Shavkat Rakhmonov spricht offen über sein schweres Leben nach dem Umzug aus Usbekistan

In Usbekistan Der berühmte UFC-Kämpfer Shavkat Rakhmonov, der in Usbekistan geboren wurde und auf der Weltbühne große Siege errungen hat, sprach offen über seine schwierige Vergangenheit und den beschwerlichen Weg, den er zurückgelegt hat. Die Familie des Kämpfers, der zu einem der hellsten Sterne in der Sportgeschichte des Landes geworden ist, nach Kasachstan war nach dem Umzug mit schwierigen Bedingungen konfrontiert, darunter das Leben in einer engen Wohnung, und diese Prüfungen sind von besonderer Bedeutung dafür, wie sie seinen Willen gestählt haben.
Der Umzug nach Karaganda und die Herausforderungen des Lebens in einem engen Einzimmerhaus
Die schwierigen Bedingungen, die die Familie des Athleten durchlebte, hinterließen unvergessliche Erinnerungen:
Eine Einzimmerwohnung in Karaganda: Rakhmonov sagt, dass seine Familie nach dem Umzug nach Karaganda eine Zeit lang in einer Einzimmerwohnung lebte und der Platz sehr eng war;
Die erzieherische Wirkung schwieriger Zeiten: In Erinnerung an diese Zeit betont der Athlet: „Natürlich gab es harte Zeiten, aber sie machen uns stärker. Wenn wir hingegen unter komfortablen Bedingungen leben, gewöhnen wir uns zu schnell an den Komfort.“;
Tage unter beengten Verhältnissen: Er enthüllte, dass seine Mutter, seine Schwester und drei Brüder mit ihm in dieser Wohnung lebten, und fügte hinzu, dass sich die Familie damals kein größeres Haus leisten konnte.
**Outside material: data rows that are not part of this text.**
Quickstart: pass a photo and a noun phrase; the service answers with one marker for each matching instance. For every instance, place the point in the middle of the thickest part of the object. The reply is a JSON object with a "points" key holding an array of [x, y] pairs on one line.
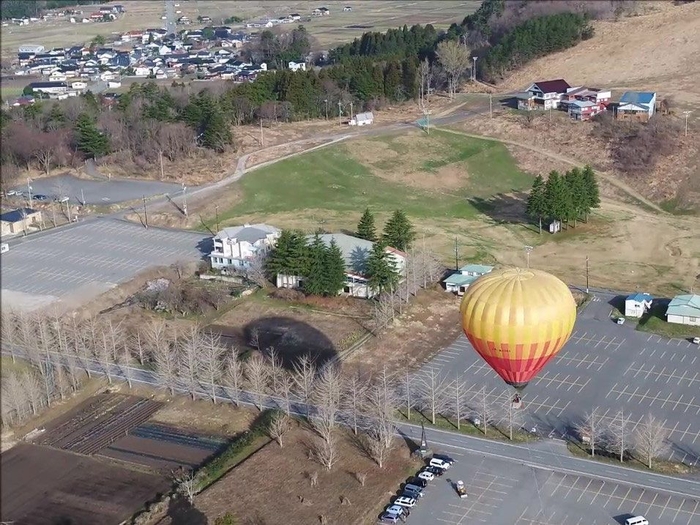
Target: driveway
{"points": [[99, 191]]}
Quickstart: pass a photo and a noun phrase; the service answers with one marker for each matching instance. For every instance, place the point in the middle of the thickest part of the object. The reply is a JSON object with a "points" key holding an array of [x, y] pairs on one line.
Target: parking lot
{"points": [[89, 258], [504, 493], [603, 365]]}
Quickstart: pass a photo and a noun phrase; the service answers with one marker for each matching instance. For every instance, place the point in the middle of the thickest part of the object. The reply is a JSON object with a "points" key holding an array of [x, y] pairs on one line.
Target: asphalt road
{"points": [[605, 365], [88, 258], [87, 191]]}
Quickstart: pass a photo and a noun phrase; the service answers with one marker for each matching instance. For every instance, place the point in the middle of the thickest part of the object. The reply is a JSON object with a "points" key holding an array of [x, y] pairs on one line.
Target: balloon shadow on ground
{"points": [[290, 338]]}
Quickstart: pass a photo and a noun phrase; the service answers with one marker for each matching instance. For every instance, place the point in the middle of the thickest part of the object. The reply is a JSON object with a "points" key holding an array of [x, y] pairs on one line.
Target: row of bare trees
{"points": [[619, 435]]}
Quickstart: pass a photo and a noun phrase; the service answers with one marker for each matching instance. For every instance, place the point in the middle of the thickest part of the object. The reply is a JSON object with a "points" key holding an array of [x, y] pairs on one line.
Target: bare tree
{"points": [[617, 439], [432, 392], [211, 355], [483, 406], [354, 389], [650, 439], [233, 376], [164, 355], [327, 399], [591, 430], [455, 58], [279, 427], [304, 375], [258, 374]]}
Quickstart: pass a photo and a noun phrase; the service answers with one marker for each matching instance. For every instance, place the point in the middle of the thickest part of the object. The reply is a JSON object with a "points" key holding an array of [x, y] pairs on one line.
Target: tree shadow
{"points": [[505, 208], [181, 512], [290, 338]]}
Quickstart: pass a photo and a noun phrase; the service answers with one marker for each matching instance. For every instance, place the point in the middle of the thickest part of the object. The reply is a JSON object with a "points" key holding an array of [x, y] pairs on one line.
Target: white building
{"points": [[459, 282], [637, 304], [362, 119], [684, 309], [239, 245], [355, 253]]}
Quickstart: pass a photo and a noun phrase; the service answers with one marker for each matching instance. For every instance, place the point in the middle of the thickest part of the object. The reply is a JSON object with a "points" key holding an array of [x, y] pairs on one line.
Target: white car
{"points": [[427, 476], [440, 463]]}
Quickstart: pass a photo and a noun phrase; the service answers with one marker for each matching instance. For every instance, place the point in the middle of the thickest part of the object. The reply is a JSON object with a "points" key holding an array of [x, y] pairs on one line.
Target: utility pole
{"points": [[456, 254], [145, 212]]}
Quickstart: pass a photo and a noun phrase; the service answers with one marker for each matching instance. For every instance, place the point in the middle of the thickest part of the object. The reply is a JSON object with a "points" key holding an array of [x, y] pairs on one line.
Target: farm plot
{"points": [[43, 486], [163, 448], [97, 423]]}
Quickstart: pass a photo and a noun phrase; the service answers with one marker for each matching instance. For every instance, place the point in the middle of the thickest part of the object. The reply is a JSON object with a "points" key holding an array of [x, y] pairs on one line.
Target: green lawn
{"points": [[332, 179]]}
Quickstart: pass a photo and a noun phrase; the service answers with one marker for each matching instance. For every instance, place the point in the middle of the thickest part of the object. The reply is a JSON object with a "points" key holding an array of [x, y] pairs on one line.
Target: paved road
{"points": [[83, 260], [604, 365]]}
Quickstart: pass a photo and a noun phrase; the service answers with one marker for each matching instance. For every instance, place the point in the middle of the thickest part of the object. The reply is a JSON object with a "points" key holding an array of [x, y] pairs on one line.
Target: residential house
{"points": [[362, 119], [356, 254], [636, 105], [20, 220], [637, 304], [684, 309], [543, 95], [239, 245], [49, 87], [459, 281]]}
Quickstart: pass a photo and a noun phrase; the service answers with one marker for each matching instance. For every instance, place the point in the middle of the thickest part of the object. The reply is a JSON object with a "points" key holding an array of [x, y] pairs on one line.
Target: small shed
{"points": [[362, 119], [637, 304]]}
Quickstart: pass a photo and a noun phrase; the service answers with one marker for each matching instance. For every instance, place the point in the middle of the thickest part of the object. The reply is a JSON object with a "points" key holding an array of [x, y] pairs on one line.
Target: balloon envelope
{"points": [[517, 320]]}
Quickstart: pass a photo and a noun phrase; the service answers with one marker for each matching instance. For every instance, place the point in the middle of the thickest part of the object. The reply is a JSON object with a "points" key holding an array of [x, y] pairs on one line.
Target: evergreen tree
{"points": [[90, 140], [591, 190], [315, 275], [381, 272], [334, 270], [537, 201], [399, 232], [366, 228]]}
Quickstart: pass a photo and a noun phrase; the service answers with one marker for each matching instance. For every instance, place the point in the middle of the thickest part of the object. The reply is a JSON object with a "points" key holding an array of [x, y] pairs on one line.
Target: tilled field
{"points": [[163, 448], [45, 486], [97, 423]]}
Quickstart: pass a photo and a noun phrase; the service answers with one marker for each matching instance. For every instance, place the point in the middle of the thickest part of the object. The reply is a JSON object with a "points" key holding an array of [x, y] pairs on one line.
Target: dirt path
{"points": [[568, 160]]}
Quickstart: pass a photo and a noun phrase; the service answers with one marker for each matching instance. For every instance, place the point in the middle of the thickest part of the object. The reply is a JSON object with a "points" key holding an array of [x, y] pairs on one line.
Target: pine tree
{"points": [[591, 190], [399, 232], [537, 201], [366, 228], [334, 270], [315, 275], [381, 271]]}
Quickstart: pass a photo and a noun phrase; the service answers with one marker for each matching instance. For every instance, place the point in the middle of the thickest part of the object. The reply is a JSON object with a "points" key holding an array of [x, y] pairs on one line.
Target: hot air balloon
{"points": [[517, 320]]}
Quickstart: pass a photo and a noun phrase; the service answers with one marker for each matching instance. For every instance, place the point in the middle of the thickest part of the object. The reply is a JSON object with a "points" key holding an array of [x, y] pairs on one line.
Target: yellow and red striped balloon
{"points": [[517, 320]]}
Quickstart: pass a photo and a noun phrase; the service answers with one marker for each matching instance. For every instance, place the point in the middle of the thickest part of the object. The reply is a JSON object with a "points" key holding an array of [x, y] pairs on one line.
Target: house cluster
{"points": [[238, 247], [583, 103], [682, 309]]}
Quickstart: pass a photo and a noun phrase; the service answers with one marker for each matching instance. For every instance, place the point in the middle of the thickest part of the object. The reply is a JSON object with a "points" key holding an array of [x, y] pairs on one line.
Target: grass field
{"points": [[327, 31]]}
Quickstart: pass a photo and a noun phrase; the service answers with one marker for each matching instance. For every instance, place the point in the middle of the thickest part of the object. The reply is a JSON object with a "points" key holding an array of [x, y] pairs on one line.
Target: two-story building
{"points": [[238, 246], [459, 281], [356, 253], [543, 95]]}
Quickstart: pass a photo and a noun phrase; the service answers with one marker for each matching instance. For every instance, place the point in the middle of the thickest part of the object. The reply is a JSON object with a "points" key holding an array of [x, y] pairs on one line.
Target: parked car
{"points": [[405, 502], [435, 470], [419, 482], [439, 463], [426, 475]]}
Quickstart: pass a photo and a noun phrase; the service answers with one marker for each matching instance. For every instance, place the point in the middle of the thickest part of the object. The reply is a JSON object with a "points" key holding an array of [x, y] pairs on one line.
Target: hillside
{"points": [[656, 51]]}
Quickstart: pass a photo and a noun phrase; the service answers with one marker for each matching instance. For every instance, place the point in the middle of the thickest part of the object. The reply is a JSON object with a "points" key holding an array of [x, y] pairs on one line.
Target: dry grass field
{"points": [[657, 51], [328, 31]]}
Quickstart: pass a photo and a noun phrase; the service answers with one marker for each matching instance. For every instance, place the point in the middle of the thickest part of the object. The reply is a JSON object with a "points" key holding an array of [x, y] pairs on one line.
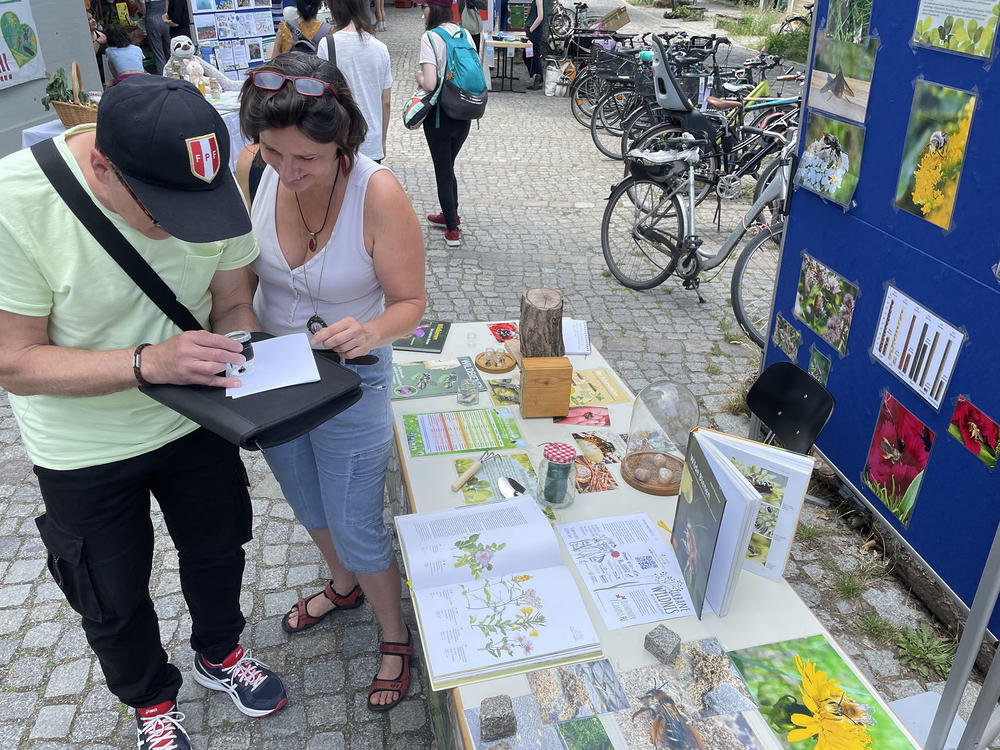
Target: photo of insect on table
{"points": [[568, 569]]}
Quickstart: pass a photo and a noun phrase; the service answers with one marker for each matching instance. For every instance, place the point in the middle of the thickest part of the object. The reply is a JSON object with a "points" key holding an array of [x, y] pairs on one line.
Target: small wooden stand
{"points": [[506, 364], [546, 384]]}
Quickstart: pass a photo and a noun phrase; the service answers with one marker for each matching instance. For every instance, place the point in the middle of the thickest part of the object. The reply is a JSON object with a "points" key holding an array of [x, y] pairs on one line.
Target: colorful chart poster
{"points": [[964, 26], [975, 431], [841, 77], [786, 336], [631, 572], [897, 458], [596, 387], [934, 152], [440, 432], [819, 365], [848, 20], [482, 488], [824, 301], [831, 162], [20, 56], [916, 346], [807, 691]]}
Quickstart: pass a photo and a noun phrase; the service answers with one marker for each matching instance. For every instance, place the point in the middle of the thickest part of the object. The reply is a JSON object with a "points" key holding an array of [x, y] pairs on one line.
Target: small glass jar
{"points": [[557, 476], [468, 393]]}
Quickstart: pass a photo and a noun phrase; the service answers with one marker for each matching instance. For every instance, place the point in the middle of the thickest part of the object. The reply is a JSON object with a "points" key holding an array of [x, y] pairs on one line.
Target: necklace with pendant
{"points": [[316, 323]]}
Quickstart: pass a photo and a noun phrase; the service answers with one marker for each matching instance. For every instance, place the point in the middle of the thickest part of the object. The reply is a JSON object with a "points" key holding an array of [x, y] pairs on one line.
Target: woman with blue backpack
{"points": [[445, 134]]}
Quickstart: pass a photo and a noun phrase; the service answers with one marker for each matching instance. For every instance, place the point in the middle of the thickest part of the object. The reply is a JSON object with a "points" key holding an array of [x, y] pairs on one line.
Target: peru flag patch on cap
{"points": [[203, 154]]}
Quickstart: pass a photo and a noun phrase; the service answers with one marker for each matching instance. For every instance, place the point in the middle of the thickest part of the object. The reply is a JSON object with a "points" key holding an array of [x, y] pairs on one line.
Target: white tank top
{"points": [[349, 286]]}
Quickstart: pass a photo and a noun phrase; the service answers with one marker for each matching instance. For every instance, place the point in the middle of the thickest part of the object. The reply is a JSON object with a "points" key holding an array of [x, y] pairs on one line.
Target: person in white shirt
{"points": [[364, 61]]}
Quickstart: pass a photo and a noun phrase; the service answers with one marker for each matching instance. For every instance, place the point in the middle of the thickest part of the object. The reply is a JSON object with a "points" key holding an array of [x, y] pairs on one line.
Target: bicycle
{"points": [[649, 229]]}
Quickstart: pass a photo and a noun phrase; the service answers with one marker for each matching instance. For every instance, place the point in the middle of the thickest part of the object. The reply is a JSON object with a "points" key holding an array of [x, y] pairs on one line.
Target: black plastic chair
{"points": [[792, 404]]}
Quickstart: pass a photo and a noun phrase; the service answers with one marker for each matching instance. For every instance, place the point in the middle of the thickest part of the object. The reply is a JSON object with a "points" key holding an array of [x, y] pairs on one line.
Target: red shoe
{"points": [[438, 220]]}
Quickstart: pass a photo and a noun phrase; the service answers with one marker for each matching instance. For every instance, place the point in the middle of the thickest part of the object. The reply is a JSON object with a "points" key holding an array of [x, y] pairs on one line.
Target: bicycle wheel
{"points": [[642, 228], [606, 120], [707, 171], [752, 286], [587, 88]]}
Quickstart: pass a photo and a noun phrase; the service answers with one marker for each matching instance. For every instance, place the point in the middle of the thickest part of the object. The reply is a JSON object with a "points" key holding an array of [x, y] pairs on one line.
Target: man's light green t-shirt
{"points": [[50, 265]]}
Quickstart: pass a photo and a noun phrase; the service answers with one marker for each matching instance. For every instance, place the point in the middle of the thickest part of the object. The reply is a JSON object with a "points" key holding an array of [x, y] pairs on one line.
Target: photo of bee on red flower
{"points": [[897, 457], [975, 431]]}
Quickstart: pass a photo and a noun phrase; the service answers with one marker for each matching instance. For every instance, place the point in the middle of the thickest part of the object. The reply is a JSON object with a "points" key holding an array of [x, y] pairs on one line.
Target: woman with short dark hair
{"points": [[445, 136], [342, 258]]}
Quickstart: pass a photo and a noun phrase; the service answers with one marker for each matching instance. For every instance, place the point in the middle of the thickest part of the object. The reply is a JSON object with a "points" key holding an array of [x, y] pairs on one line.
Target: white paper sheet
{"points": [[278, 362], [629, 569]]}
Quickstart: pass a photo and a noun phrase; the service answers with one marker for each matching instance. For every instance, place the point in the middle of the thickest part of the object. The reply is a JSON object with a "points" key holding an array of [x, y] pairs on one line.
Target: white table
{"points": [[763, 611]]}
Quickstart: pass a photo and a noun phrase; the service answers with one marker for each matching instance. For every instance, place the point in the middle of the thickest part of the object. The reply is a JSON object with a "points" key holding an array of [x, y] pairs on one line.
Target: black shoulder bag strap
{"points": [[100, 226]]}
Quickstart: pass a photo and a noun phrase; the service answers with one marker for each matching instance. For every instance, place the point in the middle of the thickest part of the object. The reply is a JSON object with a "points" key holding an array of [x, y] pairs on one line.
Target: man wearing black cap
{"points": [[76, 338]]}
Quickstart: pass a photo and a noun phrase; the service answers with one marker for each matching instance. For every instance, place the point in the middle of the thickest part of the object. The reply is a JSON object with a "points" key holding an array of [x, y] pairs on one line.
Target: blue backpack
{"points": [[462, 85]]}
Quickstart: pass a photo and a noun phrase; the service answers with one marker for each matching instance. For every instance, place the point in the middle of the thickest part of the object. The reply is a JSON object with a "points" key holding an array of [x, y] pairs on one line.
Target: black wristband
{"points": [[137, 365]]}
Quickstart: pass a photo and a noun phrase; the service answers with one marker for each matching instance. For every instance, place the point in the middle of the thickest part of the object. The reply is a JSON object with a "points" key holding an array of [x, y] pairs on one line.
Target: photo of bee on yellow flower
{"points": [[934, 152], [812, 700]]}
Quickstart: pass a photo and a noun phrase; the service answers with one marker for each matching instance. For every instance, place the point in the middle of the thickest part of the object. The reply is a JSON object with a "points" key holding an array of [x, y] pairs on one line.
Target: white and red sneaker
{"points": [[159, 728]]}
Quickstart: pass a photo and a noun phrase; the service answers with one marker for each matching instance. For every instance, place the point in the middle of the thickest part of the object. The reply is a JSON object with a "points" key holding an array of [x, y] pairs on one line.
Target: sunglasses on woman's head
{"points": [[270, 81]]}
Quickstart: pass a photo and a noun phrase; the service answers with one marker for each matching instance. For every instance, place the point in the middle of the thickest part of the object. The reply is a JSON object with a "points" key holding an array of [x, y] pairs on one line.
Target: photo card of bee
{"points": [[916, 346], [975, 431], [841, 77], [831, 162], [807, 691], [934, 152], [662, 715], [897, 457], [965, 27]]}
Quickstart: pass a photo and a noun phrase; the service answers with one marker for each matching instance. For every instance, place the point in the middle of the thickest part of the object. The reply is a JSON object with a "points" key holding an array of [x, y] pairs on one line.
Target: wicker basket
{"points": [[73, 113]]}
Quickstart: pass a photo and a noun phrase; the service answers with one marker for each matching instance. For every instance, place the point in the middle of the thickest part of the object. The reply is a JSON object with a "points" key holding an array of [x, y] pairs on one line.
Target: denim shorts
{"points": [[334, 476]]}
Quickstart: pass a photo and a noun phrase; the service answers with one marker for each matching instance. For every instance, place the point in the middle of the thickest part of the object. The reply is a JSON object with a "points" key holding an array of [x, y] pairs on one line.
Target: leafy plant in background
{"points": [[825, 302], [478, 557], [60, 90], [848, 20], [922, 650], [958, 34]]}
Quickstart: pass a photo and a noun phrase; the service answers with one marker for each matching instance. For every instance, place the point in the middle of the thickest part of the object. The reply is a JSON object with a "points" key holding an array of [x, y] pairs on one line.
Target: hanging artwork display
{"points": [[848, 20], [975, 431], [824, 301], [20, 57], [967, 27], [819, 365], [916, 345], [897, 458], [934, 152], [831, 163], [841, 77]]}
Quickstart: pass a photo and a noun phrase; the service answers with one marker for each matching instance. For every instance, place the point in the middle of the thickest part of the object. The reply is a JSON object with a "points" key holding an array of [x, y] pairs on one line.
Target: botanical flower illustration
{"points": [[934, 152], [975, 431], [825, 301], [506, 613], [896, 459], [476, 555]]}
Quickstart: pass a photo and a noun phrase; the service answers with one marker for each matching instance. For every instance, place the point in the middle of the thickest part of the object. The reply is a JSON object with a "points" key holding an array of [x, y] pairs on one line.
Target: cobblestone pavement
{"points": [[532, 190]]}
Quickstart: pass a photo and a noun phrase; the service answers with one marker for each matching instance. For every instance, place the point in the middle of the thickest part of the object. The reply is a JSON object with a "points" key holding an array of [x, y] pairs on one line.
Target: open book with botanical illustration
{"points": [[491, 594], [738, 506]]}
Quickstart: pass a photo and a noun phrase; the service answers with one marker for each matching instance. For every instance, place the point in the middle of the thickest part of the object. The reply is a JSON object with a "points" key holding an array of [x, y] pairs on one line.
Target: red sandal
{"points": [[353, 599], [402, 683]]}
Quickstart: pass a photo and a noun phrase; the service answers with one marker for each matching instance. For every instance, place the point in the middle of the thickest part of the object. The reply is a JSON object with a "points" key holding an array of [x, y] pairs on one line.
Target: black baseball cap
{"points": [[172, 148]]}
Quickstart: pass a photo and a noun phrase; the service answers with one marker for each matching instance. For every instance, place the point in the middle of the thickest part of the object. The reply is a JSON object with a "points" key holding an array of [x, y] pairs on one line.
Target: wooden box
{"points": [[546, 384]]}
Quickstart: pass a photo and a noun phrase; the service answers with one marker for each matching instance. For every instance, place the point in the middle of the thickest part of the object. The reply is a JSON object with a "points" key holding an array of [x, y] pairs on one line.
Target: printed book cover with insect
{"points": [[491, 594]]}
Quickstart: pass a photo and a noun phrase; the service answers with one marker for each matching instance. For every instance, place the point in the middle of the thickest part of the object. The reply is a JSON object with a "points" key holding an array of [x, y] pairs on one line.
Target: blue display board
{"points": [[950, 273]]}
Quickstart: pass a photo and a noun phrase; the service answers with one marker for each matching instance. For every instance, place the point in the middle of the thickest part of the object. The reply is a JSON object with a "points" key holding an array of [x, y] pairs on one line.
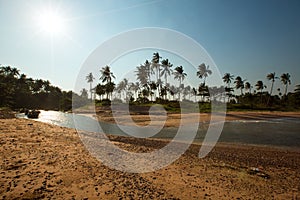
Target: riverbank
{"points": [[39, 160], [173, 119]]}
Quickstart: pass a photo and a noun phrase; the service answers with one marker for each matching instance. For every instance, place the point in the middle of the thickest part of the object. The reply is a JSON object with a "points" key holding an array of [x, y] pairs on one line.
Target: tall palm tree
{"points": [[297, 89], [286, 80], [239, 84], [166, 69], [106, 74], [179, 74], [203, 72], [84, 93], [248, 86], [90, 78], [142, 75], [194, 93], [260, 86], [271, 77], [100, 90], [155, 64], [227, 78], [122, 87]]}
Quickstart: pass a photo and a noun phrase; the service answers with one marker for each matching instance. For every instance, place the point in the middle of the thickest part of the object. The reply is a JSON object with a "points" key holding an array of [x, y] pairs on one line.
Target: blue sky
{"points": [[249, 38]]}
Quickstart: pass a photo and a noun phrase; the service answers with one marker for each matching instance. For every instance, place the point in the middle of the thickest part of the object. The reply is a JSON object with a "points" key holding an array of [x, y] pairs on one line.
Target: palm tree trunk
{"points": [[271, 90], [91, 90], [179, 88], [285, 89]]}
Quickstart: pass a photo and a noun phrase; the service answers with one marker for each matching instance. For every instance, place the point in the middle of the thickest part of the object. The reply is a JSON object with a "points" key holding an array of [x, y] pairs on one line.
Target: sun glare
{"points": [[50, 22]]}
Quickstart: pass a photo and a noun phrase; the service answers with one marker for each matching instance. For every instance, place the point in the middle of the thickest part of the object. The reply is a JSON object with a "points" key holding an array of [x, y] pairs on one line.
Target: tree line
{"points": [[19, 91], [153, 85]]}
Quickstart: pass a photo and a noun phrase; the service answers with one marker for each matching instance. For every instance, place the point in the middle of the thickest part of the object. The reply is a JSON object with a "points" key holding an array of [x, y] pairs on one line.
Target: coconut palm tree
{"points": [[179, 74], [155, 64], [142, 75], [84, 93], [203, 72], [100, 90], [106, 74], [239, 84], [194, 93], [166, 69], [227, 78], [248, 87], [260, 86], [90, 78], [286, 80], [271, 77], [297, 89]]}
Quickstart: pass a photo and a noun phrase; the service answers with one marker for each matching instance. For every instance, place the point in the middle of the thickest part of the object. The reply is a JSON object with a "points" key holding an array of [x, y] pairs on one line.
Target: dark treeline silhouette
{"points": [[153, 84], [18, 91]]}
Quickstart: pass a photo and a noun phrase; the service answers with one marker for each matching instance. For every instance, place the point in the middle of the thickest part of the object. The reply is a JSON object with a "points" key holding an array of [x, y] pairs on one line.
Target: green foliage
{"points": [[18, 91]]}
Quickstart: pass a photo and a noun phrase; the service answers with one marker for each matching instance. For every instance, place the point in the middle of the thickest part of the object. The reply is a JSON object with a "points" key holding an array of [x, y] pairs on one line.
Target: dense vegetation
{"points": [[153, 86], [18, 91], [156, 82]]}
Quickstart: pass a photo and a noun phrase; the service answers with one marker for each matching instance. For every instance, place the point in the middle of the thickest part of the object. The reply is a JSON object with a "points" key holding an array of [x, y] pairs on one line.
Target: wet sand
{"points": [[45, 161], [173, 119]]}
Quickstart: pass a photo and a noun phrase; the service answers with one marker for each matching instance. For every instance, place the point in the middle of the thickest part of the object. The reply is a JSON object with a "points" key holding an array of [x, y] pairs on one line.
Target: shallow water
{"points": [[274, 132]]}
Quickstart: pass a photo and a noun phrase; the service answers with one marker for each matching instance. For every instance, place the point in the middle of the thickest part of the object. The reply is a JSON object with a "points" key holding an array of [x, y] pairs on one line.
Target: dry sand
{"points": [[39, 160]]}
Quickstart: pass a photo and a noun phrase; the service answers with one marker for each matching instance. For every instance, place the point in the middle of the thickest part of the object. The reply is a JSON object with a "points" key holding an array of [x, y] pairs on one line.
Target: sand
{"points": [[173, 119], [39, 160]]}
Von Schwierigkeiten zum Erfolg: Persönliche Motivation und Verbesserung der Wohnverhältnisse
Die Vergangenheit des Athleten und die Veränderungen in seinem späteren Leben umfassen klare Phasen:
Begrenzte Möglichkeiten: „Es war die Situation, in der wir uns befanden, was konnten wir tun? Wir hatten keine anderen Möglichkeiten“, erinnert sich Shavkat an die damalige Lage seiner Familie;
Verbesserung der Lebensbedingungen: Der in Surxondaryo geborene Shavkat schaffte es später, seine Wohnverhältnisse gemeinsam mit seiner Familie schrittweise zu verbessern;
Fundament der Motivation: Rakhmonov selbst verbindet diese schwierige Zeit direkt mit der Bildung seiner Motivation und seinem starken Willen, große Erfolge im Sport zu erzielen.
Warum ist die schwierige häusliche Situation der Familie von Shavkat Rakhmonov zu jener Zeit heute ein Vorbild für alle?
Diese Zeit stößt bei der Öffentlichkeit und den Fans auf großes Interesse:
Gesamte Wohnfläche: Was viele überraschte, ist laut dem Athleten die Tatsache, dass die Familie „mit fünf Personen auf 12 Quadratmetern lebte, um es offen zu sagen“;
Die stählende Kraft der Prüfungen: Die Entbehrungen und der Mangel in der Kindheit formten einen starken Willen und Widerstandsfähigkeit bei dem zukünftigen Champion;
Streben nach dem Ziel: Der Weg von den Schwierigkeiten eines engen Hauses bis hin zu den Weltarenen ist zu einer großen Schule der Motivation und Resilienz für die heutige Jugend geworden.
Welche Rolle spielen Ihrer Meinung nach die Härten und engen Wohnverhältnisse, die ein Mensch in der Kindheit erlebt, für den zukünftigen Erfolg? Waren ähnliche Prüfungen in Ihrem Leben ein Ansporn, Ihre Ziele zu erreichen? Hinterlassen Sie Ihre Gedanken in den Kommentaren!